マイクロ波化学の今後の展開とは?

今後の成長戦略

繰り返しになりますが、1つはやはりプラットフォーム性の強化です。いろいろなことに使える技術なので、このプラットフォーム技術をどんどん強化していくことを我々は重視しています。
具体的に何をするのかというと、さまざまな分野でのコラボレーションです。
公表しているもので言えば、例えばショ糖エステルの製造を太陽化学と連携したり、銀ナノワイヤーインクの量産技術を昭和電工と共同で開発しています。あるいはプラスチック原料のポリマーをBASFと共同開発するなど、1つの分野に特化するのではなく、幅広い分野で連携しています。
これを無謀と言われたり、「小さな会社なので1つのところだけやりなさい」という反対意見も少なくないのですが、やはり幅広い分野を開発・事業化していくことが非常に重要だと考えています。
一方で、リソースの制限は確かにあります。
単に開発をしているだけではなく、一緒に開発した技術がメーカーとのコラボレーションによって本当にものが作られて売られていくところまで実現していく必要があります。その最初の事例が2016年暮れに立ち上がる、太陽化学とのショ糖エステルの工場です。

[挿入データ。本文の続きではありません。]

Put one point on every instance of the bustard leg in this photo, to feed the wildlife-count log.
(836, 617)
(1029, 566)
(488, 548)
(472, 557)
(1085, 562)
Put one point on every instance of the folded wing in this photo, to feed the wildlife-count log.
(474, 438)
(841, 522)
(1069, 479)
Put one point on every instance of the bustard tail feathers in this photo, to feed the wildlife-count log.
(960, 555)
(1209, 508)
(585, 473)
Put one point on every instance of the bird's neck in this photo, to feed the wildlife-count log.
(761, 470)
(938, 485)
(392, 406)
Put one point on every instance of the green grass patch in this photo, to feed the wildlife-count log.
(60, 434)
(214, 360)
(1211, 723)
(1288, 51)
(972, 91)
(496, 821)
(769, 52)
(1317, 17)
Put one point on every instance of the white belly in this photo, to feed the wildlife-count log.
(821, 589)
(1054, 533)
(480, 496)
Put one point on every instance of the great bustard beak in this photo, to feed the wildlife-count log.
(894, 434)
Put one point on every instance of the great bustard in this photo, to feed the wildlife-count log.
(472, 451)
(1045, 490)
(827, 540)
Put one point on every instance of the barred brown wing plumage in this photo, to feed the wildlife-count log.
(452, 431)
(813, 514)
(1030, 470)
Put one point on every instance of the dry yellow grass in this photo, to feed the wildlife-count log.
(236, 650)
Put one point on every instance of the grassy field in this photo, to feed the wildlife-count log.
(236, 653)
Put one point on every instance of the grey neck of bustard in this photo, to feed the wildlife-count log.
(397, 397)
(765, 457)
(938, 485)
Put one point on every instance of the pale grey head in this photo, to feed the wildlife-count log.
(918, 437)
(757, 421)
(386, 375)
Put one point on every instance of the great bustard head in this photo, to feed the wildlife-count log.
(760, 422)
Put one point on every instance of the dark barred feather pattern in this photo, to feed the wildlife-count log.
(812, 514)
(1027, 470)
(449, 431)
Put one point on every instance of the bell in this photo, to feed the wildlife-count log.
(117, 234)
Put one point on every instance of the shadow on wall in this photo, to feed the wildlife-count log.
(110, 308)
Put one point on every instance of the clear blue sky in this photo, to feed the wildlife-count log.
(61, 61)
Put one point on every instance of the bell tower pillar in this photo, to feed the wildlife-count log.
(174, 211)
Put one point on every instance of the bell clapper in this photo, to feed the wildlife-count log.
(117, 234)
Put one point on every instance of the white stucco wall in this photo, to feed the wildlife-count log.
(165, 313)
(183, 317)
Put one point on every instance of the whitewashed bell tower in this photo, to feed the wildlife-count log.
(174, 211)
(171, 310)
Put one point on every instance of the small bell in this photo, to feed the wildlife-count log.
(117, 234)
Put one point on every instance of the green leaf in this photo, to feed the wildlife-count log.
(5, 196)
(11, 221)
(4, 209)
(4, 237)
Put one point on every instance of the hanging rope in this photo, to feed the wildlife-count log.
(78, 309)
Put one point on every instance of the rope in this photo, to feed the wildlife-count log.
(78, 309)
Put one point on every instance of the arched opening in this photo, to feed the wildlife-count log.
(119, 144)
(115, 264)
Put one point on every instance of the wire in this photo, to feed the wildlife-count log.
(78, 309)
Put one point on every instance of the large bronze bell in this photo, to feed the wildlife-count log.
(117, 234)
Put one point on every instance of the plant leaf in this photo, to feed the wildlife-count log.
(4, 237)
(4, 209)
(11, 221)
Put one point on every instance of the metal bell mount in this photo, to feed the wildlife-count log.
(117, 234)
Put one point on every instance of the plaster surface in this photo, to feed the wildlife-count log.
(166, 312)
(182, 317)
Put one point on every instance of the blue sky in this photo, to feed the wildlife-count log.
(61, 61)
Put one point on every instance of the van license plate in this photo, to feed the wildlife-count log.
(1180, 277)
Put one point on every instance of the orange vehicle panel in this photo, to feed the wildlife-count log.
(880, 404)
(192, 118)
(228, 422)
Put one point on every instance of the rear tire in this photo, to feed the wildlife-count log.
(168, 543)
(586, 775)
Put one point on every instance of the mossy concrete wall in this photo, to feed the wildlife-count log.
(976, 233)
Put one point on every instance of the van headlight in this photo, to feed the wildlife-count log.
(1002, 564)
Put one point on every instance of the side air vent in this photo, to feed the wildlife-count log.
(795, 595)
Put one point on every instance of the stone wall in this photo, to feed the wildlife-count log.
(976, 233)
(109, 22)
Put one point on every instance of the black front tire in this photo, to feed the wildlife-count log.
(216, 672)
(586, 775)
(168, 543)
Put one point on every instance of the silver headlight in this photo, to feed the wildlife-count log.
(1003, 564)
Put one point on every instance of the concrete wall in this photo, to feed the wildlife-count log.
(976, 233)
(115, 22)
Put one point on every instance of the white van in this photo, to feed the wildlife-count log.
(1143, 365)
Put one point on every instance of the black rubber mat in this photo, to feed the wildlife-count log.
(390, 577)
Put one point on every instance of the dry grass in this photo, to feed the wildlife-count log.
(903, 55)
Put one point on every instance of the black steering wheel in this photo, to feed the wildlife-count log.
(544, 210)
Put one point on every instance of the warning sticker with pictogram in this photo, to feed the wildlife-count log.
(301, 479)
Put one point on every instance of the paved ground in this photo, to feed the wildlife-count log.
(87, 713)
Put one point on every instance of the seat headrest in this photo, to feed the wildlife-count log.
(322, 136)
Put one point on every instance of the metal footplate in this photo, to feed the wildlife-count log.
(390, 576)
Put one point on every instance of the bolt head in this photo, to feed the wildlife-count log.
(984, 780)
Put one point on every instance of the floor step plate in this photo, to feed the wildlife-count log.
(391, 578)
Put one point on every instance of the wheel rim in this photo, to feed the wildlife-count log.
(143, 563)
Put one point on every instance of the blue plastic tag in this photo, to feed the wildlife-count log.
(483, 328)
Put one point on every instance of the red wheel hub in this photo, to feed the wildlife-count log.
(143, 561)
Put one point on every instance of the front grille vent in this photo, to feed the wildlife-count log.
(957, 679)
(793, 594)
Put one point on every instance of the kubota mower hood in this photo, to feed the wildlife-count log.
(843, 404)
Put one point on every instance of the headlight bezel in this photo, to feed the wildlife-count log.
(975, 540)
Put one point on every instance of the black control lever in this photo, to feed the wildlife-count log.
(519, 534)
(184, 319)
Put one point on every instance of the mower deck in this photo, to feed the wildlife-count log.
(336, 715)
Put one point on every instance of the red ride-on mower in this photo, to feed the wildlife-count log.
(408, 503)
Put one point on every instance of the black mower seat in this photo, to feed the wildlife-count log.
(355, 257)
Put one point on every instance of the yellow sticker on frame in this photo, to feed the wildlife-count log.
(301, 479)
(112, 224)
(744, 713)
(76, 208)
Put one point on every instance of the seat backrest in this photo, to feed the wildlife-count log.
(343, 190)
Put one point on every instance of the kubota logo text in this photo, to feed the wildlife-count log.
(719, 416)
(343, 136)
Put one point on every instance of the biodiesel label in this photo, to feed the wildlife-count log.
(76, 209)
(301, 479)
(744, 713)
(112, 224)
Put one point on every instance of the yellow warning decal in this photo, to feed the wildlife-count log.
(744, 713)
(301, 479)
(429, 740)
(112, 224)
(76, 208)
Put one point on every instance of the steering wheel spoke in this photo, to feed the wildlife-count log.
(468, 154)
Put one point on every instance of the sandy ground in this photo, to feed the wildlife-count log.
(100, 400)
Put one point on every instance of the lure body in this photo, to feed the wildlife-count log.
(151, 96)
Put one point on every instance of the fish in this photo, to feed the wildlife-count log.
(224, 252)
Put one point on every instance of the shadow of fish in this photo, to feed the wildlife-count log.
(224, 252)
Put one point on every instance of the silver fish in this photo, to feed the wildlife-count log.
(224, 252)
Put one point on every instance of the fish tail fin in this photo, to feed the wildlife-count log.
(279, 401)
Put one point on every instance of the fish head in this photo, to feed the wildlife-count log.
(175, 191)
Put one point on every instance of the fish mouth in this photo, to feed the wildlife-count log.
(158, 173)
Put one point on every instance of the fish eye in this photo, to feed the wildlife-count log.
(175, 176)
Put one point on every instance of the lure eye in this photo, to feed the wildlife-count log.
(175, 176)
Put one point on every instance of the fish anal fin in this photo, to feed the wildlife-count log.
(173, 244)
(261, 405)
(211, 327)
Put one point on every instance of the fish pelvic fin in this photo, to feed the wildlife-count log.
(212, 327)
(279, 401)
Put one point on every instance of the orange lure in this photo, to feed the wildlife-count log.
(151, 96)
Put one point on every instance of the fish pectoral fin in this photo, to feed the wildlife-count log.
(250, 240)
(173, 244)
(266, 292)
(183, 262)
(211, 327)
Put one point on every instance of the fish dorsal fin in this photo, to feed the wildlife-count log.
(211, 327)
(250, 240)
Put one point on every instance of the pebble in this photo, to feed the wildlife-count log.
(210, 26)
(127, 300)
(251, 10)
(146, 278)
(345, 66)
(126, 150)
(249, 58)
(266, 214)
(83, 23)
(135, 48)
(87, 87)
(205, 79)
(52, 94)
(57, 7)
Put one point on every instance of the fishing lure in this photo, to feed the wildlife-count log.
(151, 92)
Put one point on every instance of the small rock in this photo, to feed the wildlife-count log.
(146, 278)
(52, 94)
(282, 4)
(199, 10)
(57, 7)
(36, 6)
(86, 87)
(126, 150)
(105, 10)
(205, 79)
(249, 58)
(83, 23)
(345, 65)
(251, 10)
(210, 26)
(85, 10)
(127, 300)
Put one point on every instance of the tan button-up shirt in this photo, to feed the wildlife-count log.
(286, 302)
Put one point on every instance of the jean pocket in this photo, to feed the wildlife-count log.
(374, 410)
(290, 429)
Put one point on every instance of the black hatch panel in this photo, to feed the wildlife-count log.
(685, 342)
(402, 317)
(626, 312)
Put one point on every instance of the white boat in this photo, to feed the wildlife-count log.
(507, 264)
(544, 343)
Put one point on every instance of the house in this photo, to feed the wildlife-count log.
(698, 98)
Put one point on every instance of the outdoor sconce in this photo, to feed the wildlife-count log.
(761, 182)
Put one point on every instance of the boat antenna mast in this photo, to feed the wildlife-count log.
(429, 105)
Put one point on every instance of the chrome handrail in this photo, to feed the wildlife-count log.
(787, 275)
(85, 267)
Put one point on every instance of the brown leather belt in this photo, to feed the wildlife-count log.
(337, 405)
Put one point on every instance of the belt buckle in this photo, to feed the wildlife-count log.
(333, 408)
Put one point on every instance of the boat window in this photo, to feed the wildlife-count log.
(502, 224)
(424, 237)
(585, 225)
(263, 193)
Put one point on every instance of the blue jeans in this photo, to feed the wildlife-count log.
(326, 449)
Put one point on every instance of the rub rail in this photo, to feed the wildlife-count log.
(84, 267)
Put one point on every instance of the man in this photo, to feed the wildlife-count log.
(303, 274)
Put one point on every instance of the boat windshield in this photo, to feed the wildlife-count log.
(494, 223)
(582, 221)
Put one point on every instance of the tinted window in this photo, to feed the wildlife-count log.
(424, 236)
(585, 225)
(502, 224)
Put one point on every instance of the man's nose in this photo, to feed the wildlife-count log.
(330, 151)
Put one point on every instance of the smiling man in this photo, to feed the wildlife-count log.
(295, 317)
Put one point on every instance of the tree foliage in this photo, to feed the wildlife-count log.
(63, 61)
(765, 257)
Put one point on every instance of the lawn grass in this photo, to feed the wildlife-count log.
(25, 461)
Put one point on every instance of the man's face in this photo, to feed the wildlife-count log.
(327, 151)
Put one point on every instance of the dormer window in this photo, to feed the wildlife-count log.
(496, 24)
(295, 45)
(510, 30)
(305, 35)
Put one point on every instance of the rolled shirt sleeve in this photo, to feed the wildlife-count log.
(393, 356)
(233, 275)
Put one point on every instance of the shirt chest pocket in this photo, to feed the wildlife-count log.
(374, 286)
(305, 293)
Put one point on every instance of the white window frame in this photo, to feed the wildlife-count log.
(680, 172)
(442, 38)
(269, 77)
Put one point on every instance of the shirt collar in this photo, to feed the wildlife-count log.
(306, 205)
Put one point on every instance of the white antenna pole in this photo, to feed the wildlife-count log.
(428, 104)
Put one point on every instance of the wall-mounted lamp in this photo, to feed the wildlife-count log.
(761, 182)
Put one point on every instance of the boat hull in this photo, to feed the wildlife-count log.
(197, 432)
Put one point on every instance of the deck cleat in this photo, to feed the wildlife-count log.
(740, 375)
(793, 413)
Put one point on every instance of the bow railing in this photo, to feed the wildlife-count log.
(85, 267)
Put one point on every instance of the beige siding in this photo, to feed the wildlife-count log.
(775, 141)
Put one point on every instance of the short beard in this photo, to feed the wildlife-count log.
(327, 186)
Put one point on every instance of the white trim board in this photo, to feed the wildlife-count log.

これは四日市で立ち上がります。
これだけにとどまらず、我々としては2つ目3つ目のプロジェクトを商業ベースで使えるプロセスを来年度中に立ち上げ、マイクロ波の持つプラットフォーム性、そしてこれが本当に使えることを示していきたいなと思います。
化学業界は非常に保守的な業界です。そういう形で実際に幅広い分野で使われていることがわかると、(業界として)今後どんどん取り入れやすくなってくるのではないかと思います。

起業家へのメッセージ

我々もまだ成功したとは言えませんが、とにかく何かをやりたい、ビジネスを起こしたいと思ったときに重要なのは、まずはトライしてみることです。単に頭の中や机の上だけで考えるのではなく、とにかく仮説検証し、トライアンドエラーすることが重要だと思っています。
我々がものづくりの会社を立ち上げ、まずマイクロ波の大型化にチャレンジし、大型化のチャレンジに成功しました。
それだけでは不十分で、やはりマイクロ波でものづくりができることを実績として示す必要がありました。我々自身は大型化に成功したリアクターを他の人に使ってもらおうと思っていましたが、実績がないものを使ってくれる人もおらず、結果として、我々自身で化学工場を2014年に建てることになりました。
そこが1つのブレイクスルーとなり、「本当にものが作れる」ことを証明できたので、多数の引き合いが世界中からくるようになりました。本来、研究開発系のベンチャーは得意分野に特化すべきというセオリーですが、我々は自分たちで工場を建てたのです。それによって初めて道が開けて、結果としてそれは大正解だったと思っています。
やってみてダメかどうか検証してみるという姿勢が重要です。何か迷っていらっしゃる方がいれば、とにかくトライしてみてほしいと思います。

起業志望者へのメッセージ

ベンチャーは毎年潰れそうになったり、大変なことが非常に多いです。しかし、それを何で乗り越えられるかというと、自分がその仕事を好きであり、楽しくて、興味があることだからこそ、だと思うのです。
逆に言うと、自分が好きで興味があることをやることが重要だし、そう思っていれば、あまりそこを苦労だと思うことはありません。そういう気持ちがなければ、心が折れてしまうかもしれませんよね。ですので、繰り返しになりますが、「自分がやりたいことをとにかくやること」、それが一番重要だと思います。

マイクロ波化学に興味がある方へのメッセージ

我々はこの100年ぐらい変わっていない化学産業を変えていこうと事業に取り組んでいます。非常にやりがいがありますし、面白い仕事だと思います。
とにかく一緒にチャレンジしたいという人はどんどん応募してほしいです。我々の最大の強みは多様なチームだと思ってます。そこのメンバーになってもらえればと思いますね。